Numpy arrays vs lists for custom classes

2019-08-01 02:33发布

问题:

I understand why numpy arrays of "standard" types are almost always more efficient and than a list containing the same type of data. Therefore it is better to get into the habit of using numpy arrays for the simple stuff, yes?

However, I'd like to know what the pro's and con's are to using numpy arrays to 'store' custom class instances, compared to using lists for that.

Consider

import numpy as np

class Foo:
    def __init__(self, name):
        self.name = name

class Bar:
    def __init__(self, name):
        self.name = name
        self.myFoos = np.zeros(0, dtype = Foo)

    def add_foo(self, some_foo):
        self.myFoos = np.append(self.myFoos, some_foo)

I'd be able to do just fine using

self.myFoos = []

What should I keep in mind when making this decision?

Does the complexity of the Foo class make a big difference? (in my use case, it contains maybe 20 or 30 standard types, one or two fixed-sized integer arrays and then about 10 simple methods.)

Does the amount of Foos typically in the myFoos make a difference? (in my use case, it will be zero to 10)

Does the amount of times myFoos get handled make a difference? (In my real use case, it will be called maybe 10 to 20 times between user actions.)

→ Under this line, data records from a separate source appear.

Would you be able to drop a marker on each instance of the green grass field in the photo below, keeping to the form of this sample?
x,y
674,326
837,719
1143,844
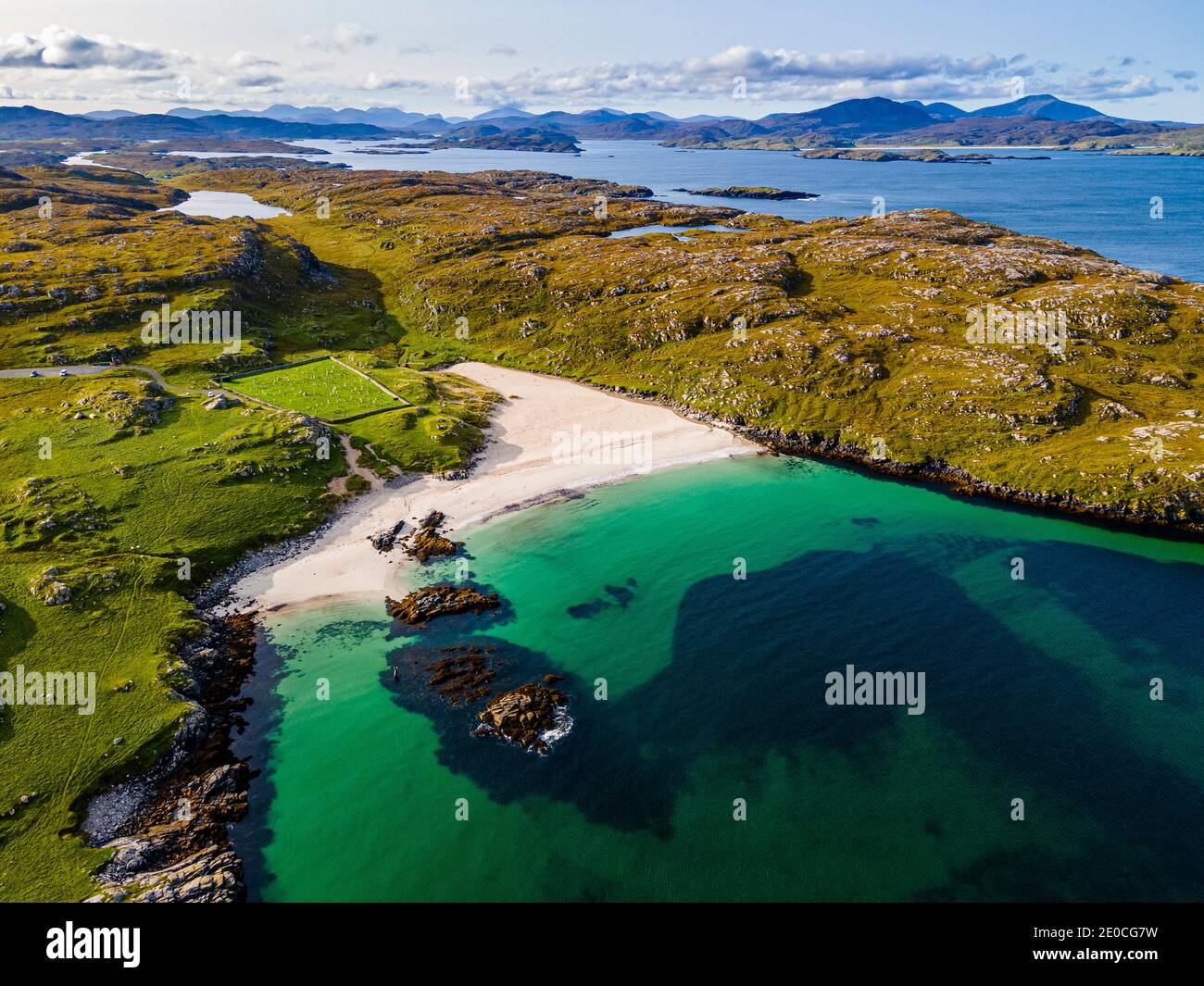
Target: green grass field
x,y
325,389
120,497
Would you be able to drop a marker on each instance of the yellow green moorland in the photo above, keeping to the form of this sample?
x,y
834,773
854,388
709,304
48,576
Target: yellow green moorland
x,y
841,335
107,481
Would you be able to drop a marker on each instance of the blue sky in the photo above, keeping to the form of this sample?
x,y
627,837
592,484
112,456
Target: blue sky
x,y
460,56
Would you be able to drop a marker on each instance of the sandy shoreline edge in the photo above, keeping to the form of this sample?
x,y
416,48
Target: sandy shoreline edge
x,y
522,465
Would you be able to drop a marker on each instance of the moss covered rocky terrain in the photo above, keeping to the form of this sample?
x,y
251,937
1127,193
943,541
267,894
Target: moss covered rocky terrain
x,y
124,493
844,337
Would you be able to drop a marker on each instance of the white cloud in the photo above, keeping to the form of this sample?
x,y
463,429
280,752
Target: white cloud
x,y
249,60
342,37
60,48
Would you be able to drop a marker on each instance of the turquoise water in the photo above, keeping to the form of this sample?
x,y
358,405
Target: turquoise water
x,y
1098,201
1035,689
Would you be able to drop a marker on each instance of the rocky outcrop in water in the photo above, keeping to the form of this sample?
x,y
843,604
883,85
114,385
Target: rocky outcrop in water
x,y
169,829
749,192
426,542
445,600
530,717
383,541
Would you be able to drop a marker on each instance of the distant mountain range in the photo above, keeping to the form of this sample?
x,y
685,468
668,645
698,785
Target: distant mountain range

P.s. Although the code works fine, pyCharm doesn't like that last append statement, it warns me that

Expected type 'Union[ndarray, iterable]' got 'Foo' instead.

Thanks in advance!

回答1:

I've discussed making arrays of custom objects before - I'll try to look up a good discussion.

But, first a couple of notes

np.zeros(0, dtype = Foo)

really is np.zeros(0, dtype=object). There are the standard dtypes, and there's object. This holds pointers to objects else where in memory. And like lists these can be anything - numbers, strings, lists, arrays, Foo(), None, etc. And can be changed.

Stay away from np.append. It isn't a good replacement for list append. If you must make a new array with other arrays, learn to use concatenate (that includes getting dimensions right).

self.myFoos = np.append(self.myFoos, some_foo)

Object dtype lists are basically the same as lists, except that they can be reshaped to 2d, and they can't grow with an append. Many operations on a object dtype array are performed with list comprehensions.


Replace elements in array with class instances

Pass output from class instance as input to another

I answered several questions from this poster (search around the same time frame) who was trying to use arrays of a custom class. Just accessing an attribute of such an object requires a list comprehension.